En Los himnos de las hienas, las protagonistas, se adentran en un castillo cuyo sótano fue utilizado como cámara de torturas. En Julie, una mujer tiene sexo con fantasmas, la historia está vagamente inspirada en la de la artista y ocultista estadounidense Marjorie Cameron, quien había afirmado haber quedado embarazada de un fantasma. Mientras que en otros relatos como Metamorfosis o La desgracia de la cara, el cuerpo de la mujer, sus transformaciones y los traumas que esto genera toman protagonismo frente a lo sobrenatural.
Otro de los cuentos que lleva como telón de fondo la marginalidad, la pobreza y las adicciones es el que da título al libro, uno de los mejores. Es precedido por una cita de Jack Kerouac sobre la ciudad de Los Angeles: “Es la ciudad más solitaria y brutal de Estados Unidos” que ya marca el tono para lo que viene. Aunque el relato tiene como argumento el caso de la búsqueda del espectro de Elisa Lam, una estudiante canadiense fallecida en extrañas y nunca resueltas circunstancias en el hotel Cecil, de Los Angeles, el verdadero fantasma ausente -que, por su descripción física se parece bastante a un joven Caleb Laudry Jones- es el novio muerto de la narradora. Enríquez acá entrelaza lo real y lo sobrenatural para explorar temas como la muerte, la pérdida y la obsesión. Esta capacidad para mezclar lo cotidiano con lo extraordinario es una de las marcas distintivas de su obra.

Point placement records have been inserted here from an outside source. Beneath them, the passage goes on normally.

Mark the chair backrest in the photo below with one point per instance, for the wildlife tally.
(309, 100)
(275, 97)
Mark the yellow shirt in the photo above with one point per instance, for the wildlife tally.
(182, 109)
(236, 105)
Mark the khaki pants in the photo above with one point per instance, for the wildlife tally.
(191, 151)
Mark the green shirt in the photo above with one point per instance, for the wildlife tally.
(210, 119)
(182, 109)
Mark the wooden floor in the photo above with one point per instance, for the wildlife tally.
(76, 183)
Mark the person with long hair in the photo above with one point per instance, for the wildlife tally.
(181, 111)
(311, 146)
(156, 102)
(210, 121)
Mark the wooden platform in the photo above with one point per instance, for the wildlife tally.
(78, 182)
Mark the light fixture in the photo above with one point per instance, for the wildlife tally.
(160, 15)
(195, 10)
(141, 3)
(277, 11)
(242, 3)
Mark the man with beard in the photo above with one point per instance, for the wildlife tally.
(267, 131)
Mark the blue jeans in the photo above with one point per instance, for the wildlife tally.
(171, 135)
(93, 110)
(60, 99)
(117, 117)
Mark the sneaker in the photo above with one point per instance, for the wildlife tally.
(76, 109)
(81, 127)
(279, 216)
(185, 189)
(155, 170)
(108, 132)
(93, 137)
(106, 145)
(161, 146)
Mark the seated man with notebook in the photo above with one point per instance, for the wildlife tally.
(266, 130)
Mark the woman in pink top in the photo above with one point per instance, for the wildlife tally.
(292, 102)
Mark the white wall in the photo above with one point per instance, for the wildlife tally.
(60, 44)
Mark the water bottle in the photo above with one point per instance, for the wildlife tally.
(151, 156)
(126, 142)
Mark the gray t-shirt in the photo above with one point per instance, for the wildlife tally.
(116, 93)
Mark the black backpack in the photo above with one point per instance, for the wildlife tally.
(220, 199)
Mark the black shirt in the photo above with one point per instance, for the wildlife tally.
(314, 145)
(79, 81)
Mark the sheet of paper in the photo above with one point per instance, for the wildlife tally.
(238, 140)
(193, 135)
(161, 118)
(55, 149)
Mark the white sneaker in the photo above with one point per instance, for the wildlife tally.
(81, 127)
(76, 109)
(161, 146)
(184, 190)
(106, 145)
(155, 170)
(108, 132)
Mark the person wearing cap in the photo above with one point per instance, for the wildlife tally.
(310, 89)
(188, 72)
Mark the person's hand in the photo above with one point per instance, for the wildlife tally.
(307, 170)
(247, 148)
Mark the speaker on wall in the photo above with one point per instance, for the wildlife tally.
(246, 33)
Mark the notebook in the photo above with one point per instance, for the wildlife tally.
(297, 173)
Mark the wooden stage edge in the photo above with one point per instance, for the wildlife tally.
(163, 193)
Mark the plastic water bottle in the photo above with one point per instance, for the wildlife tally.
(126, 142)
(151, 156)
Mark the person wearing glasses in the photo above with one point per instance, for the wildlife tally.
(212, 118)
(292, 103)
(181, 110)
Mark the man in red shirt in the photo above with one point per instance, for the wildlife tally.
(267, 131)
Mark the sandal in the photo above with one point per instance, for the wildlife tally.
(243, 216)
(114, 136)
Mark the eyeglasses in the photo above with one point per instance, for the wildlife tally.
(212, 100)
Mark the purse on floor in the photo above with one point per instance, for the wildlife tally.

Es fácil ir al lugar común y simplista de afirmar que muchos de estos doce cuentos interpretan muy bien esa cosa tan escurridiza y poco definible como el “sentido de época”, pero también sería bajarles el precio. Estos relatos pueden ser leídos por un español, un estadounidense o un japonés sin tener la menor idea de qué sucede en la Argentina, y los disfrutaría igual. Porque es buena literatura. Y punto. Aunque un relato transcurra en Buenos Aires o en Los Ángeles, no importa. Cicatrices y fantasmas, tenemos todos.